Blockfi is a fast-growing international player that adopts a savings model similar to Celsius, with interest paid at the beginning of each month. Interestingly, here you can have your interest paid out in another crypto currency, allowing you to take advantage of exchange rate differences to maximize profits. Blockfi offers an interest rate of 6% on BTC .
At Celsius Network , you can basically think of strike as a savings account. When you open an account and deposit your coins, you will receive interest that is paid weekly. The interest on Bitcoin is 8.43%, on altcoins an average of 4% and on stabelcoins even 10%.
Celsius is best known for their focus on altcoins. If you choose Celsius for the sake of staking principle, it’s probably a good idea to keep that in mind.
Perhaps one of the largest players, making their range of crypto coins very extensive. Crypto.com offers very interesting interest rates and very flexible staking options, so that you have control over the duration. Thanks to a simple and transparent overview of the interest awarded per currency and duration, you know exactly where you stand.

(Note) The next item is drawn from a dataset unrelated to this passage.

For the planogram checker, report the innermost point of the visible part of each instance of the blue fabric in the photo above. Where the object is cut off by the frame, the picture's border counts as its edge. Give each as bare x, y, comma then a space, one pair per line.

CoinLoan works with a sort of graduated system: your interest increases by a fixed percentage every time you deposit a certain amount. For example, if you discontinue CLT, your interest increases by 0.1% per 125 CLT. With some coins, this can even rise to more than 10%.
CoinLoan does not work with a minimum bet and you can unstake your coins at any time.
Crypto staking tips
If you are considering crypto staking, keep these things in mind:
- Not all cryptocurrencies support staking
- Your wallet must support staking
- The conditions for staking may differ per blockchain
- The reward is determined differently by each blockchain
What are the risks of Bitcoin staking?
In principle, the risk of strike is nil. After all, you earn on the right exchanges as long as you have a coin and if you sell it, you will be charged pro-rata for the period that you have the coin.
The risk increases slightly when you have to hold the coins for a certain amount of time to receive a staking reward. This also applies when you use the offer of some exchanges. They offer higher rewards if you lock your coins for a certain period of time. After all, during that period you cannot freely sell your coins and stop profiting from any exchange rate gains or losses.
Many exchanges require you to keep the coins on their exchange in order to receive the staking reward. As we described earlier, this involves risks. As users realize this, there is an increasing number of parties offering cold staking. This allows you to strike while your crypto coins are safely stored in a cold wallet.Shortcode
Finally, there is a risk that has more to do with structure than decision structure. After all, in a staking pool you hand over the power to blockchains of the crypto coins in which you invest. As a result, you are dependent on the decisions that the manager of the pool makes. When, as in the case of a crypto exchange, it has its own interest or when the manager is good friends with someone with his own will, you can be faced with surprises.
All in all, we believe that if you have done your own research and investing in PoS crypto coins fits your profile, you can choose the right method fairly risk-free to make extra returns with staking.